A friend from Lahore recently asked me, “What would you miss most about New York if you were to move back to Pakistan right now?”

I thought about it for a few minutes. Unlike many Pakistanis living in the U.S. I knew, I wasn’t particularly attached to this country, or to New York.

To me,  it was just another city – a hard city, a cacophonous city, where bright lights and gleaming skyscrapers belied the darkness, the sadness, the grime and the poverty in the corners; where glamour, spectacle, a veneer of ethnic diversity thinly concealed the underlying greed and racism.

I had no great love for New York; my heart still belonged to Lahore, and it was Lahore that I forever looked for, in every street sign, in every face, in every smell and neighbourhood.

But there was one thing.

“Freedom”, I replied to my friend. “That’s what I would miss.”

It wasn’t the freedom to wear a tank top or mini-skirt in public, to dance at a nightclub or get a tattoo; it wasn’t the freedom to hop on a train or bus at any hour of the day and go where you wanted, come home when you pleased; the freedom to attend any kind of rally, concert or film screening that suited your fancy, to make friends with any colour or class of people you chose,  to walk out on the street at 2.a.m. for some ice-cream from the 24-hour deli, to nap under a tree in Washington Square Park.

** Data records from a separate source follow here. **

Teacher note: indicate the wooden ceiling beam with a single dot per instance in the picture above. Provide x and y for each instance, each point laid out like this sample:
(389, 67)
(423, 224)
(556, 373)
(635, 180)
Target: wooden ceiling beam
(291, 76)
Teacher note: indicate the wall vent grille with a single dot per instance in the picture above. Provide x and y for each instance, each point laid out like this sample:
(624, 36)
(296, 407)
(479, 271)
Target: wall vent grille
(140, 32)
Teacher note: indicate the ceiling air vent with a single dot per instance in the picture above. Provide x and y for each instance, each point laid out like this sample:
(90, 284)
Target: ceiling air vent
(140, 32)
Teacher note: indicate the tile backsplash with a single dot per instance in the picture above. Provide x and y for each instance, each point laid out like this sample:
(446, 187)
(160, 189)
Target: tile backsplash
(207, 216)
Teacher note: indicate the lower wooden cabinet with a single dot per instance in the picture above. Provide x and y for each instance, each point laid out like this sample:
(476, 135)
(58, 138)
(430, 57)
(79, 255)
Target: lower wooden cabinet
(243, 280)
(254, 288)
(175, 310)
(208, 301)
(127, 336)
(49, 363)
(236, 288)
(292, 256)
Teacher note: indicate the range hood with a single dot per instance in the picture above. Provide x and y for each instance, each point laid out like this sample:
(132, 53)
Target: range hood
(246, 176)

No, these were superficial freedoms. It was something deeper than that.

It was the freedom to be. 

Growing up in Lahore, I didn’t ever ask myself – Why are all the women I know teachers and doctors, the other half housewives? Why don’t I know any women engineers, scientists, actresses, novelists, athletes, dancers, photographers, lawyers?

I never asked myself – Why do I have to wait for the driver or one of my parents to drop me to school or to a friend’s house? Why can’t I take the bus, a taxi or rickshaw?

Why must I send the cook to fetch that tub of ice-cream from the shop across the street for my slumber party? Why can’t I go myself?

Why can’t I say my prayers at the beautiful neighborhood mosque? Why must I pray in the musty, uninspiring ante-chamber, or in the confines of my house?

Why can’t I play cricket in the park? Why can’t I wear jeans to Liberty Market? Why do I need a male friend to accompany me on my field visits to the shehr?

Why must I get married by the age of 24 and have at least one child by 26?

Why? Because that’s how things were.

I never questioned it, or if I did have questions, they were momentary. The main explanation, of course, was that I was a girl.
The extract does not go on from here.